Strasser tackles unexpected homelessness among the middle class in this affecting novel about Dan, a high school senior and promising baseball pitcher whose family suffers a slow slide from a comfortable life to being taken in by relatives and eventually coming to reside in their town’s tent city. Overcome by embarrassment, anger, and compassion for his fellow homeless citizens, Dan—who is almost too thoughtful and well-behaved (he only once allows anger to overtake him, and stops short of doing actual harm)—sustains credibility as he gives voice to the disbelief and disorientation felt by many in this situation. Strasser (Fallout) endows other characters, including Dan’s parents, with multidimensional responses, and elements of romance and suspense keep up the pace. Opposing points of view about economic balance (including a few didactic passages) help readers understand that there are no black-and-white answers to the questions Strasser poses. Clearly meant to inspire discussion about morality in the face of today’s social and economic problems, the book also delivers an authentic look at contemporary high-school society.

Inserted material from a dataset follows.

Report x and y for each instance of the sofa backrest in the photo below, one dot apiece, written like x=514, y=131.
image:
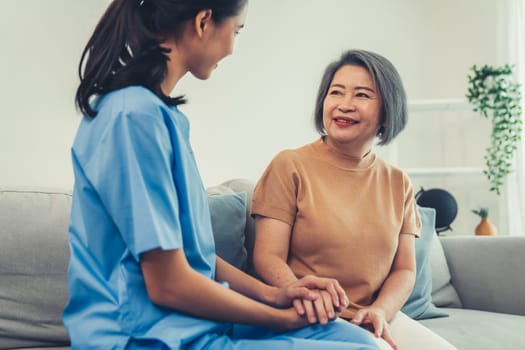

University Bookstore, Seattle:  (Highly Recommended)

 

Gifted pitcher and high school senior Dan has a full scholarship to Rice, but when his college educated parents lose their jobs he finds himself in a situation he never thought possible. "We were supposed to be the ones volunteering to help them." p82 ARC "Then you slowly figure out there's no such thing as "supposed to be" anymore." p. 180 ARC I read Todd Strasser's brilliant and timely No Place in one sitting. An incredibly moving and a much needed book for the current landscape in "the land of plenty." I will be highly recommending Todd Strasser's No Place to teens, librarians and teachers. Thank you Mr. Strasser for writing this book.